Blanc, Meursault, le type ne décollait pas du monde du pinard, mais un voisin de table qui aurait tendu l'oreille aurait pu nous faire tomber pour complicité de meurtre. Le vrai challenge, dans une histoire du genre, consiste en fait à deviner ce qui amène le forcené à en vouloir au monde entier. Une histoire de gonzesse, c’est le pronostic facile, la petite cotte qui a pourtant le mérite de vous faire rentrer dans vos mises. Je n’ai jamais eu le goût d'écourter une conversation avec un type bourré. Propension à vivre dangereusement! Il vous en apprend souvent plus sur sa vie en dix minutes qu’à son psychiatre en une centaine de séances. Ceux-ci s’emmerdent d’ailleurs assez ferme de faire découvrir au bout de dix ans, à chaque fois, les mêmes niaiseries gravitant autour de l’Oedipe. Je n'eus pas à me plaindre. En cinq minutes chrono, j'étais au cœur du complexe fixé à l’enfance: son premier amour, le vrai, le seul, l'unique, celui que l'on cherche à retrouver sa vie entière, à reproduire, à revivre dans son intensité originelle, en vain, mon bon. Lui conseiller dans son état le livre d’Alberoni sur la passion amoureuse, n'était pas raisonnable. Sa lecture vous remet rapidement les yeux en face des trous, fait comprendre qu'il existe un terreau propice à sa germination, que c'est une forme d'addiction en lisière de névrose, mais... tout le monde passant sa vie à chercher à se rendre intéressant pour se prouver qu’il est aimable, inutile d'apprendre les mille et unes méthodes pour enfoncer une porte ouverte tant qu'on n'en a pas conscience. En fait, le seul intérêt de connaître la théorie, c’est d’éviter de trop se méprendre sur ses choix d'objets amoureux. Quand vous pouvez revendiquer votre entrée dans le guide des records de choix à la con dans ce domaine, vous la fermez. Je décidai donc de continuer à écouter patiemment son histoire.

Suite à venir...


Pour modérer cette attente insoutenable, sachez, en attendant avec frénésie, que les auteurs mentent toujours dans leurs histoires. Je pars en fait, la plupart du temps, d'une chanson pour écrire une nouvelle. Ainsi, celle qui m'a inspiré pour celle-ci est un peu l’histoire que raconte l’homme au comptoir du café. Vous savez, la chanson de Nancy Sinatra, "Bang bang!", reprise dans « Kill Bill » de Tarantino. Comme, par bonheur, tout le monde ne parle pas encore anglais de nos jours, je me dois de vous donner la traduction française maison, sans filet :
J'avais cinq ans et il en avait six / Nous chevauchions des chevaux faits de bâtons de bois / Il était habillé en noir et moi en blanc / Il voulait toujours gagner la bataille / Pan, pan, il m'a descendue /J'ai heurté le sol / Ce bruit affreux / Mon amour m'a descendue.
Les saisons ont passé, emportant avec elles cette époque / En grandissant je l'ai appelé mien / Il voulait continuer à en en rire et disait/ Tu te souviens quand on jouait / Pan, pan, je te descendais / Tu tombais / Pan, pan, ce bruit affreux / Pan, pan, chaque fois, je te descendais.
La musique jouait et les gens chantaient /Les cloches de l'église ne sonnaient que pour moi / Maintenant il est parti / Je ne sais pas pourquoi / Et depuis ce jour / je pleure parfois / Il n'a même pas dit au revoir / Il n'a pas pris le temps de mentir / Pan, pan, ... mon amour m'a descendue
.

4 commentaires:

Pierre PSEUDO, alias The Webpupil a dit…

J'ai testé le coup de l'écriture premier jet en deux heures de temps.
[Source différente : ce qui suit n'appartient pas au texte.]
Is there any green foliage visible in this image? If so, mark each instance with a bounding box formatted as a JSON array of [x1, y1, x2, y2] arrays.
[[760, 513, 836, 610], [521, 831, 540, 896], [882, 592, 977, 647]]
A ne jamais renouveler. Un vrai massacre à la relecture, ce soir. Prière à ceux qui ont déjà parcouru le texte d'y refaire un petit tour. Entre la technique qui consiste à mettre dix ans avant de publier un texte et la méthode journalistique dans l'urgence sans correcteur, il y a de quoi faire même si j'abandonne à jamais la seconde!

Macheprot a dit…

Tu vois, quand je dis à mes élèves de toujours bien relire leurs copies avant de les rendre. Remarque scolaire de l'inspecteur des travaux finis mise à part, excellent premier jet, j'attends la suite avec impatience.

Pierre PSEUDO, alias The Webpupil a dit…

Macheprot> Promis, je m'appliquerai plus pour la suite, dont je n'ai qu'une très vague idée de ce qu'elle pourrait être.

Adolphe Dupont a dit…

Moi j'aime mieux la version de Sheila.